The Audiophiliac chats with the project's mastering engineers to get the inside scoop on the Beatles sound.
by Steve Guttenberg
February 15, 2014
On Sunday, February 9, in 1964, 73 million viewers in the US and millions more in Canada watched the Beatles' American television debut on "The Ed Sullivan Show." The band's very first LP, "Meet the Beatles," sold 3.6 million albums in the first two months in the US, and Capitol Records went on to sell 15 million Beatles albums in the States in 1964. These were different albums, with different combinations of songs than the Beatles albums released in England. That separate release pattern continued until June 1967 with the release of the "Sgt. Pepper's Lonely Hearts Club Band" album, which was exactly the same record all over the world.
Now, with the 50th anniversary of the Beatles' first US appearance in full swing, Capitol Records has remastered the entire US catalog and released 12 individual albums and a deluxe box set. I spoke with the project's audio supervisor, Steve Berkowitz, and mastering engineer, Greg Calbi, to learn about how they fine-tuned the sound. The project stretched out for months as they auditioned a vast number of analog and digital masters of the US and British Beatles albums. Berkowitz and Calbi also had access to unplayed original US Beatles LPs, and they used them to get a handle on the sound that Beatles fans heard the first time around.
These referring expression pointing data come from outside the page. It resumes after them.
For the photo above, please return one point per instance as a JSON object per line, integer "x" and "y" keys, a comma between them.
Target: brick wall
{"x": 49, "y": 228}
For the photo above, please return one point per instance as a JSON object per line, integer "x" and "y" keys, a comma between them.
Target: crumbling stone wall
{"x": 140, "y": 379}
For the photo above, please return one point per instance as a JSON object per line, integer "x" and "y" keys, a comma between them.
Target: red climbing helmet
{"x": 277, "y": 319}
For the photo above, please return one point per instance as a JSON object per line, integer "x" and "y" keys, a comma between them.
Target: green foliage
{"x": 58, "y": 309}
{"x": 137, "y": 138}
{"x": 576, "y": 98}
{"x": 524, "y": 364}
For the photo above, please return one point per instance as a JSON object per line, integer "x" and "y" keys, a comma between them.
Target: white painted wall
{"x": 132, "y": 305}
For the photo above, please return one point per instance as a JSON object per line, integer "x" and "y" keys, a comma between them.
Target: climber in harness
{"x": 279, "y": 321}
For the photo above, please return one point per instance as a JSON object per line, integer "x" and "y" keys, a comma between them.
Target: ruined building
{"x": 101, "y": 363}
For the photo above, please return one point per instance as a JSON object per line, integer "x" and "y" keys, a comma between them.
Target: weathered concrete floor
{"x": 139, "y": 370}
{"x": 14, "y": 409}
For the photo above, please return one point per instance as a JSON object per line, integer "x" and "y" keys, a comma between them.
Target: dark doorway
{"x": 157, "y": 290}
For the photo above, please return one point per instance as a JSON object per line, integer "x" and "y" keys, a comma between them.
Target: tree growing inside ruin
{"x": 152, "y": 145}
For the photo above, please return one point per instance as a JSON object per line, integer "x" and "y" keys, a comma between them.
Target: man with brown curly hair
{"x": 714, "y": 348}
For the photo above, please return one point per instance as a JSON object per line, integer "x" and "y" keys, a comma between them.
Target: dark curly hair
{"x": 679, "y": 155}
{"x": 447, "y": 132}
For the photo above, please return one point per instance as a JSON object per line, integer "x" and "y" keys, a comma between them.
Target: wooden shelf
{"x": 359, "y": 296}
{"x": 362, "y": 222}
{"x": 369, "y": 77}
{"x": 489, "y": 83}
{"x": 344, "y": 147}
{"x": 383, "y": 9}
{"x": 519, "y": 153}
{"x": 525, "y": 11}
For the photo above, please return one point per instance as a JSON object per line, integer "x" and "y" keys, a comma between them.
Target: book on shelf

What's the best archived version of a Beatles song? That gets really complicated, and something Berkowitz and Calbi had to sort out, and did so on a track-by-track basis. Then when those tunes were assembled to make complete albums, it was Calbi's job to make them sound good together. When I did a series of comparisons on my own with LP and CD versions there were clear sonic differences, but I was thrilled with the 2014 US Beatles remasters' sound. Unlike the 2009 stereo-only British CDs, each US album has stereo and mono versions of every tune. That's a pleasant surprise; the 13-disc "Beatles in Mono" box that came out in 2009 currently sells for over $170 on Amazon.
The two US movie soundtrack albums, "A Hard Day's Night," and "Help!" had Beatles tunes and a handful of non-Beatles score tracks, but the British albums had Beatles songs only. The new US remasters have the score tracks, which were mastered from the original analog tapes. I always skipped over the score tunes when I was a kid, but I'm really enjoying them now.
I bought the US Beatles Capitol Albums sets when they were remastered in 2004, and compared those discs with the 2014 remasters. Frankly, there's no comparison; the new ones sound better. They're more fleshed out, less compressed, and clearer. So even if you own the 2004 sets I'd recommend buying at least some of the 2014 Beatles albums.
I was hoping Capitol would have remastered the only official Beatles concert album, "The Beatles at the Hollywood Bowl," which debuted in 1977 on LP, and never appeared on CD. I'm sure that'll eventually happen. New vinyl isn't in the plans right now for the US Beatles catalog, and neither are high-resolution downloads, but there's always next year.